Our research findings indicated that integrating innovative technologies such as Conversational AI, extended reality, biofeedback, affective computing, additional tactile, visual and auditory modalities, can enhance the human–robot interaction in the intervention. SLT focuses on communication and language skills, and everyday practicing of speaking and listening in a dialog are central. This requires integration of services and models for Natural Language Processing (NLP) and adaptive dialogue in SARs. Additionally, the expectations of children for robots to understand and produce human-like text are huge, which lead to the issue that Conversational AI, which combines NLP with machine and deep learning models, is a key machine learning technology. An additional challenge is the difficulty for SARs to replicate complex scenarios from everyday life only by the embedding in robot skills/behaviors and physical/digital speech therapy materials. More effective rehabilitation by “perception-cognition-action-experience” requires extended reality and multimodal interactions within this virtual environment (VE). Due to its interactivity, extended reality can be considered with potential broader than simple replication of the real world. Through the use of VEs that simulate real-world situations, social communication training will become more effective, leading to enhanced development of brain areas responsible for sensory-motor processing. This, in turn, improves language learning and its usage.
Here are some of the technological advancements that have great potential to assist SARs in their role in SLT:
  • Natural Language Processing (NLP): Advanced NLP techniques can enable SARs to better understand and interpret speech and language patterns via speech recognition models tailored for specific speech and language therapy tasks, such as articulation exercises or language comprehension activities.
  • Adaptive Dialogue Systems: Implementation of adaptive dialogue systems that allow SARs to adapt their conversational style, pacing, and prompts based on the individual’s progress and needs.
  • Multimodal Interaction: Such interaction enables SARs to engage in multimodal interaction by incorporating visual, auditory, and tactile modalities. SARs can use visual aids, such as interactive displays or gesture recognition, to supplement verbal instructions and support visual learning. Incorporates tactile aids such as interactive touchscreens to facilitate hands-on activities or audio.
  • Virtual (VR), Augmented (AR), and Mixed Reality (MR): These technologies can assist SARs to support intervention sessions with more immersive and interactive therapy environments. By using AR, SARs will overlay virtual objects or visual cues in the real world to support language or articulation exercises. VR will help in simulating real-life scenarios for social communication training, providing children and adolescent with a safe and controlled environment to practice their skills. Three-dimensional modeling or avatars can be applied to support both children and robots to immerse themselves in a shared virtual environment. Furthermore, VR can be a source of adaptation in a protected environment.
  • Affective Computing for improving SARs’ emotion recognition and facial expression capabilities: Incorporating emotion recognition algorithms (visual, voice, speech, gesture, physiologically based) can enhance SARs’ ability to detect and respond to individuals’ emotional states during therapy sessions. By tailoring their responses and interventions accordingly, SARs can create a more personalized and empathetic therapeutic environment. Furthermore, developing expressive capabilities for SARs enables them to display appropriate emotional responses and gestures, further enhancing their ability to provide sympathetic and supportive communications.

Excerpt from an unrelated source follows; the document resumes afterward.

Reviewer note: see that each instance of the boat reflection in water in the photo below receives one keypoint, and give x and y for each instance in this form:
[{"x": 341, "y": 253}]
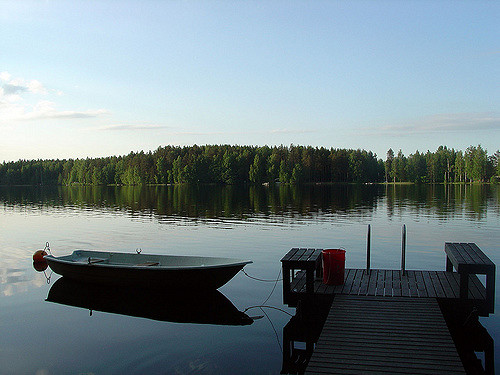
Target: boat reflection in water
[{"x": 211, "y": 307}]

Assistive technologies that can support the SARs during SLT are described and connected to some references by citation:
  • Integrating SARs with Conversational AI can create a more engaging and interactive speech and language experience. This can be achieved by providing personalized intervention and real-time feedback to children with CD, as well as encouragement and guidance in tasks or play. Currently, robots of types Furhat [66], iRobi [16], and QTrobot [18] have access to cloud-based services and are used for rehabilitation of children with ASD. As an instance, researchers have successfully integrated OpenAI’s text completion services, including GPT-3 and ChatGPT, into the Furhat robot, so that real-time, non-scripted, automated interactions can be provided [67]. Furthermore, different frameworks based on cloud computing and clustering are employed to enhance the capabilities of social robots and address the limitations of existing embedded platforms [68,69,70]. The papers present approaches which enhance the capabilities of social robots via NLP cloud services. The authors also provide detailed descriptions of the architecture and components of the proposed framework and discuss the challenges and opportunities of using cloud computing for social robots, such as security and privacy concerns, network latency, and scalability.

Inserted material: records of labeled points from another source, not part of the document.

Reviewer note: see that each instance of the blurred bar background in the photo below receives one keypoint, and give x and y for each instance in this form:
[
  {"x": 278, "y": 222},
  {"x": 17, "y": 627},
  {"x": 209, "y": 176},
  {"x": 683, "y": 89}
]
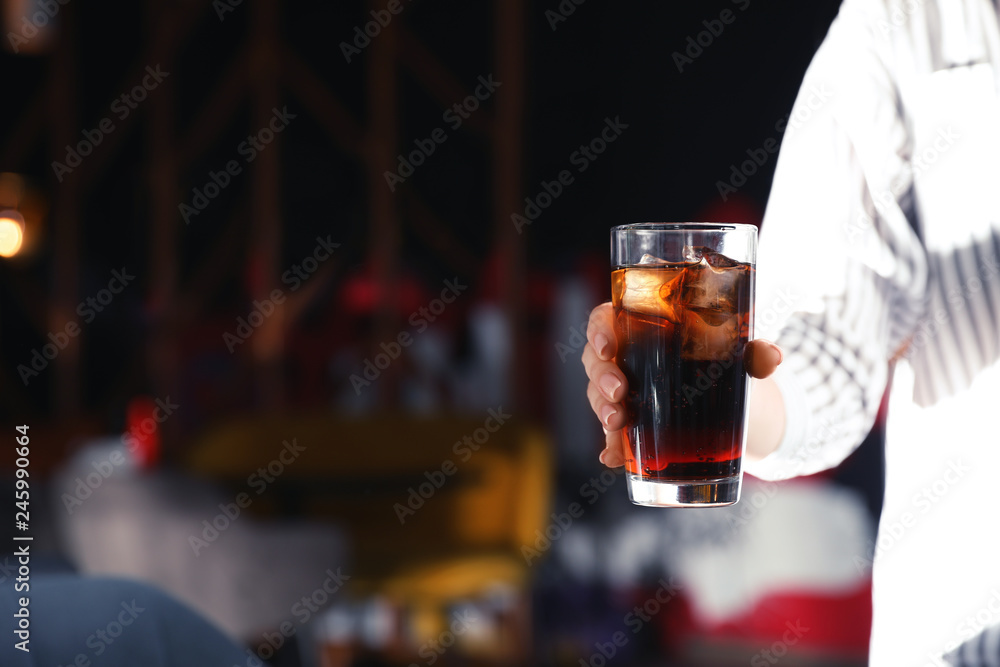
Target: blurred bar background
[{"x": 293, "y": 295}]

  • Integrating SARs with Adaptive Dialogue Systems can contribute to effective dialogue management. In [71], the authors present a design and implementation of a cloud system for knowledge-based autonomous interaction created for Social Robots and other conversational agents. The system is particularly convenient for low-cost robots and devices: it can be used as a stand-alone dialogue system or as an integration to provide “background” dialogue capabilities to any preexisting Natural Language—(CAIR, Cloud-based Autonomous Interaction with Robots).

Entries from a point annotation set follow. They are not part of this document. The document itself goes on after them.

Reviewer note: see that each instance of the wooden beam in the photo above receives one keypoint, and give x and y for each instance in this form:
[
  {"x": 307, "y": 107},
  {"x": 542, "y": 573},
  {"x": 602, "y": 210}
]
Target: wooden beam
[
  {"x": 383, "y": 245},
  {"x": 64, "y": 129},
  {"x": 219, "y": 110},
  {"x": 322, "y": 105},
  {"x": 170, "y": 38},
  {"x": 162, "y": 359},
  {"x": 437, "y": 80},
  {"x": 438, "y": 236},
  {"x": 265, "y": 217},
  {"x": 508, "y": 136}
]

  • Automatic Speech Recognition and Text Generation technologies can aid children in language learning through story telling. They also practice social skills and behaviors [72]. The robot Furhat can tell stories to children through interactive conversation, natural language processing, expressive facial expressions and gestures, voice and speech synthesis, and personalization. It engages children in dialogue-like interactions, understands their speech, and adapts the story based on their preferences for a personalized experience [73]. In [74], authors propose how to recommend books in a child–robot interactive environment based on the speech input and child’s profile. Experimental results show that the proposed recommender system has an improved performance and it can operate on embedded consumer devices with limited computational resources. Speech recognition software can also help to provide real-time feedback on the accuracy of a child’s speech production.
  • Graphics, Touch, Sound, and Barcode user interface design can enhance the multimodal interaction with SARs by enriching visual, auditory, and tactile modalities. Graphical interfaces are great support for a robot interaction by listing complex information, allowing text input or showing a game interface. Many SARs provide GUI touch by their own tablet [54] or external touchscreen [16,18,75,76]. Usually, the GUI is used to acquire and repeat knowledge by pictures displayed on a touch screen connected to the SAR. An additional tool for therapists and children to interact with, either in clinics or at home, is the QR-code-scanning capabilities of SARs [16,17,18,77]. An auditory interface can also be integrated into SARs in order to enable users to interact with robots via spoken commands, voice recognition, altered auditory feedback [23], etc. Regarding future work in [25], a voice analyzer can determine the quality of the patient’s voice (configuration of the vocal tract + anatomy of the larynx + scientific component). The AI methods used for automatic classification of autistic children include Support Vector Machines (SVMs) and Convolutional Neural Networks (CNNs). SVMS use acoustic feature sets from multiple Interspeech COMPARE challenges, while CNNs extract deep spectrum features from the spectrogram of autistic speech instances [78].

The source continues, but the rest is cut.